Health Minister Michalis Hadjipantela on Sunday defended expenditure by his ministry after a public spat with the health insurance organisation (HIO) from whom it is claiming back €120 million for using non-Gesy facilities and branded medicines.
Hadjipantela said his ministry’s procedures as regards these referrals have been checked by both the state’s internal auditor and by the auditor-general several times without any problems.
“Our goal is to serve patients and find solutions where solutions may not be provided by the system at this particular moment,” he said. “Issues of health and human life are not open to frivolous judgments and petty political expediencies”.
Hadjipantela said the ministry would shortly issue a full accounting of its procedures that would justify its actions. “Procedures are always followed,” he added.
“The problems that exist in the health system must be resolved through dialogue and not through publications in the press,” he added.
In a separate announcement issued shortly afterwards, the ministry said it had submitted its estimated 2023 budget to the finance ministry based on actual expenses for the previous year.
It included provisions of €18 million for subsidising the treatment of patients sent to the private sector in Cyprus, €25 million for sending patients abroad and €80 million for medicines approved by the Nominal Claims Committee.

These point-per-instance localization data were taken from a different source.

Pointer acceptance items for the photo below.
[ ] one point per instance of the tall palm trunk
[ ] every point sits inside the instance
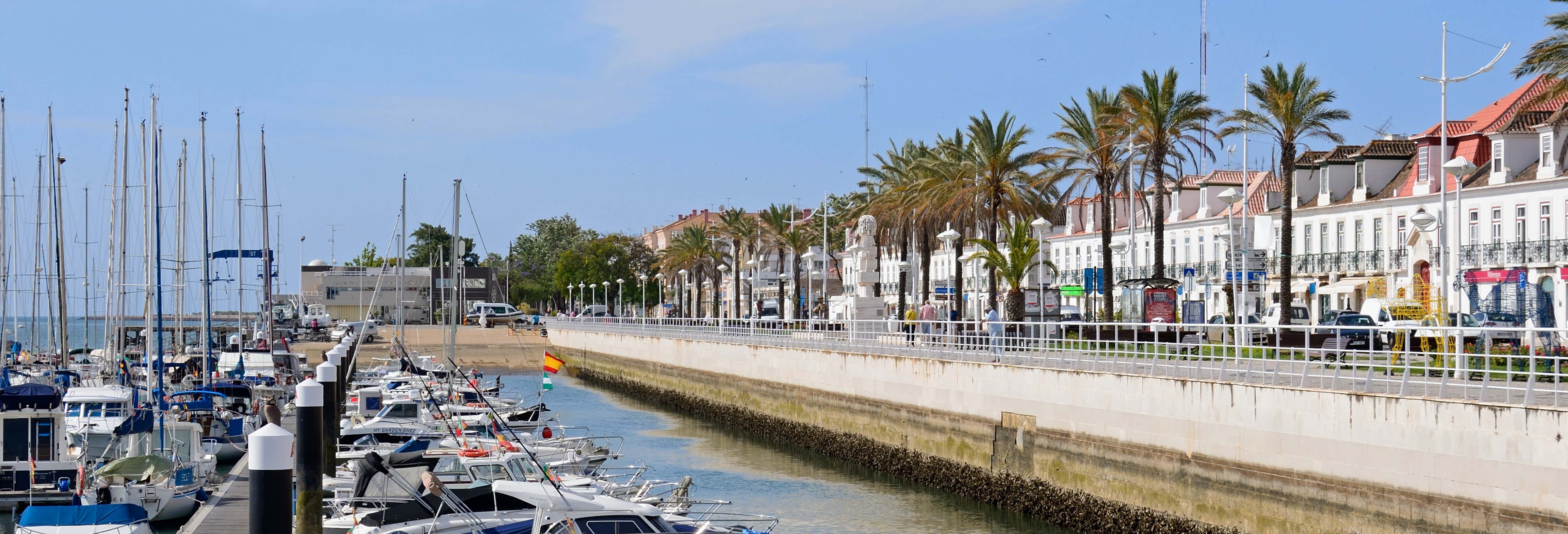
(1286, 229)
(1158, 159)
(926, 264)
(1104, 256)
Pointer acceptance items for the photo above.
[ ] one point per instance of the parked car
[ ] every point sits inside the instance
(1359, 329)
(1501, 320)
(1299, 315)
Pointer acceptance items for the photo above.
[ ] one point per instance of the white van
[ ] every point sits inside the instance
(365, 329)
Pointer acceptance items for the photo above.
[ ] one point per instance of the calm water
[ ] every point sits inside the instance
(807, 491)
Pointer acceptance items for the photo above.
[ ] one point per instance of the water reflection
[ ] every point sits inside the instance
(807, 491)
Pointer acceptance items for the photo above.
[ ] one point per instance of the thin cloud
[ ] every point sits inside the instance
(791, 82)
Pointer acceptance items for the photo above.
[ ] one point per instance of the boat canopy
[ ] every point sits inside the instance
(139, 469)
(29, 395)
(82, 516)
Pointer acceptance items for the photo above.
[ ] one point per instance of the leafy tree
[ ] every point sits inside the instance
(1294, 110)
(1014, 264)
(429, 239)
(1166, 123)
(368, 258)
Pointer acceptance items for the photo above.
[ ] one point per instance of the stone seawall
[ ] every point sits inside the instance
(1122, 453)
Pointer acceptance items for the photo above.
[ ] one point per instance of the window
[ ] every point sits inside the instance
(1547, 149)
(1421, 164)
(1475, 225)
(1355, 240)
(1496, 225)
(1518, 223)
(1547, 221)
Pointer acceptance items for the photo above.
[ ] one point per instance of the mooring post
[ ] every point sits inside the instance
(327, 373)
(270, 467)
(308, 466)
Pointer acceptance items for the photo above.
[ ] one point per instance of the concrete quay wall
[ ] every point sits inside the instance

This latest Gesy crisis was sparked by a row between HIO chairman Thomas Antoniou and the health ministry after the latter asked the HIO for €120 million to cover the cost of sending some patients to non-Gesy hospitals both in Cyprus and abroad, and for branded medicines, but the HIO found the request unjustified. It accused the ministry of endangering the HIO budget.
Antoniou stated in an August 3 letter, published by Phileleftheros on Friday, that the health ministry “has exceeded the limit of legality” by calling on the organisation to hand over €120 million, adding that the ministry “cannot spend as it pleases”.
The ministry insists it was necessary to send some patients to private hospitals outside Gesy, and abroad, in order to save lives in incidences where Gesy hospitals did not have beds, or where it could not provide the necessary treatment.
The finance ministry later waded into the spat, accusing the Gesy operator of taking the health system to the brink of collapse.
A statement from the finance ministry described as “worrying” the fact that the HIO had managed “in a very short period of time” to bloat national health expenditure by around 50 per cent, shaking the system to the core.
In a separate development Antoniou, who has placed his resignation at the disposal of the president, is being investigated for a possible conflict of interest related to his wife being a Gesy provider since December 2020. Other members of the HIO board are also being investigated for conflict of interest.